2.1 Patient-related risk factors include as follows

  • Age of 70 years or older—aging is accompanied by increased immobility and systemic activation of coagulation.

  • Black ethnic—some studies suggested higher rate of thrombosis in black patients with cancer, although data show conflicting too.

  • Immobility—bed rest of greater than 3 days is related to higher rate of thrombotic events.

  • Poor functional status.

  • Inherited coagulation disorders such as antithrombin (AT), protein C and protein S deficiency, or factor V leiden and factor II G20210A are related to thrombotic events at younger age.

  • Medical comorbidities such as heart disease, obesity, infection, respiratory disease, renal disease, and anemia lead to 1.5-fold and higher risk for thrombus formation in cancer patients.

  • Prior history of thromboembolism—risk of venous thromoembolism (VTE) recurrence is about six- to sevenfold in patients with malignancy and history of VTE [8, 9].

2.2 Cancer-related risk factors are delineated based on malignancy site, stage, histopathology, and time after diagnosis

  • Malignancy site—the highest risk for thrombotic events is for pancreatic cancer and then primary brain tumor, stomach, esophagus, uterus and ovarian, lung cancers, and hematologic malignancies such as non-hodgkin lymphoma and multiple myeloma.

  • Malignancy stage—researches show that almost half of cancer patients with thromboembolism at time of cancer diagnose have advanced stage or metastasis. A study reported fourfold increased risk of venous thromboembolism (VTE) in cancer patients without metastasis compared to increased 58-fold in patients who had distant metastasis.

Peritoneal surface malignancy (PSM) can be a manifestation of cancer metastasis from colorectal or ovarian malignant sites. Although, new methods of treatment such as cytoreductive surgery (CRS) and hyperthermic intraperitoneal chemotherapy (HIPECH) can improve survival, these procedures are related to activating of coagulation cascade. Postoperative venous thromboembolism risk in PSM patients is as high as 30-50% without thrombo prophylaxis.

  • Tumor histopathology—the studies have shown that histological subtypes of some cancers may have different risk for thrombotic events.

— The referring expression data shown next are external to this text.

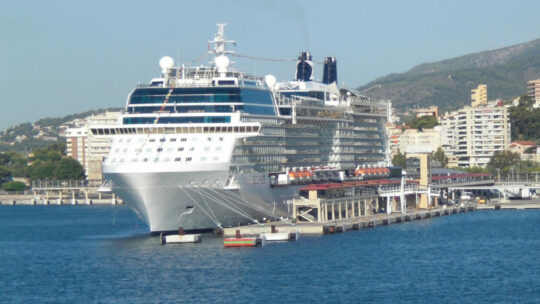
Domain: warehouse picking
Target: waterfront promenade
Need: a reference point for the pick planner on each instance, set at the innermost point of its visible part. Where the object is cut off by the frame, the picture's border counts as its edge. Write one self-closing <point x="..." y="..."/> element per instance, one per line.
<point x="374" y="220"/>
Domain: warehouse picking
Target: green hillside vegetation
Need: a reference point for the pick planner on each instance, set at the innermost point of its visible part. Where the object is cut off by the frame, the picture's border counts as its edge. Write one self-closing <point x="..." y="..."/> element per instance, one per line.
<point x="447" y="83"/>
<point x="45" y="163"/>
<point x="49" y="126"/>
<point x="525" y="121"/>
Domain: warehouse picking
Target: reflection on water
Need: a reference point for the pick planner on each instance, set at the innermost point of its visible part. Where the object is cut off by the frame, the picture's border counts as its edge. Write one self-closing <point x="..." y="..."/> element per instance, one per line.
<point x="105" y="254"/>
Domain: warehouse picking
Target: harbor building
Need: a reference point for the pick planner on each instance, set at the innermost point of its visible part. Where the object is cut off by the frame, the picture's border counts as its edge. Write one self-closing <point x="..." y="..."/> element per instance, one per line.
<point x="432" y="138"/>
<point x="533" y="90"/>
<point x="479" y="96"/>
<point x="475" y="133"/>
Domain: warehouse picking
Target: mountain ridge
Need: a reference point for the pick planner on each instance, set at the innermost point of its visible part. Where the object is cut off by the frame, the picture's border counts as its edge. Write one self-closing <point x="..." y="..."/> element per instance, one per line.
<point x="447" y="83"/>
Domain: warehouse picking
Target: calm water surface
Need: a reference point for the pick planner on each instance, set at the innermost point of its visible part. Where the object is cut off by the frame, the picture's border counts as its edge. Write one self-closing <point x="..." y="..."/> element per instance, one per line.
<point x="103" y="254"/>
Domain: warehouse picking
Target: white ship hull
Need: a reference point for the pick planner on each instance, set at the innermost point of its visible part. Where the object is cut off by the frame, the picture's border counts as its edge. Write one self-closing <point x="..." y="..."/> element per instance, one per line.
<point x="167" y="200"/>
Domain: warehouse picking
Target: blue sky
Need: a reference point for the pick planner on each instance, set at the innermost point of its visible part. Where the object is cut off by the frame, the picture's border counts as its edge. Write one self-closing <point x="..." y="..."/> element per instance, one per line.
<point x="62" y="57"/>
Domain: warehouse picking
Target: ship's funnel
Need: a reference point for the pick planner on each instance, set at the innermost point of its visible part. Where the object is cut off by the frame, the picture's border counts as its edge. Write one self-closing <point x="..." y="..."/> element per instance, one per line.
<point x="304" y="67"/>
<point x="330" y="70"/>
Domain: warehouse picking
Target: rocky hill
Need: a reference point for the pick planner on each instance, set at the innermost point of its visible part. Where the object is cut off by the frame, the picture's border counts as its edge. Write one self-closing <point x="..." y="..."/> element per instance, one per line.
<point x="448" y="83"/>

  • Time after cancer diagnosis: 3–6 months after cancer diagnosis is highest risk full time for thrombotic events. Although, some other research suggest that greatest risk of thromboembolism is within the first year following diagnosis [8, 9, 10]. Eventually, this risk decreases within 10 years after cancer diagnosis [11].

2.3 Treatment-related factors—thrombotic events can increase with surgery, anticancer therapies, and supportive care in cancer patients

  • Chemotherapy agents—using some chemotherapeutic agents lead to increase two- to sixfold risk of thrombosis. Cisplatin regimen has a known effect in this way and increases risk for both vein and arterial thrombosis events. Immunomodulatory agents like thalidomide and lenalidomide can increase risk for venous and arterial thromboembolism, about 1.98% for myocardial infarction (MI) and 3.4% for cerebrovascular accident (CVA). Bevacizumab, a monoclonal antibody against vascular endothelial growth factor receptor (VEGFR), increases the risk of arterial rather than the vein thromboembolism events.

  • Hospital admission for acute medical illness or surgery (especially pelvic and abdominal cancer surgery) is associated with increasing risk of thrombosis formation. The reports demonstrated two- to threefold risk of thrombotic events in these cases.

  • Supportive care—supportive treatment including erythropoiesis-stimulating agents, red blood cell, and platelet transfusion lead to venous thromboembolism in cancer patients [8, 9].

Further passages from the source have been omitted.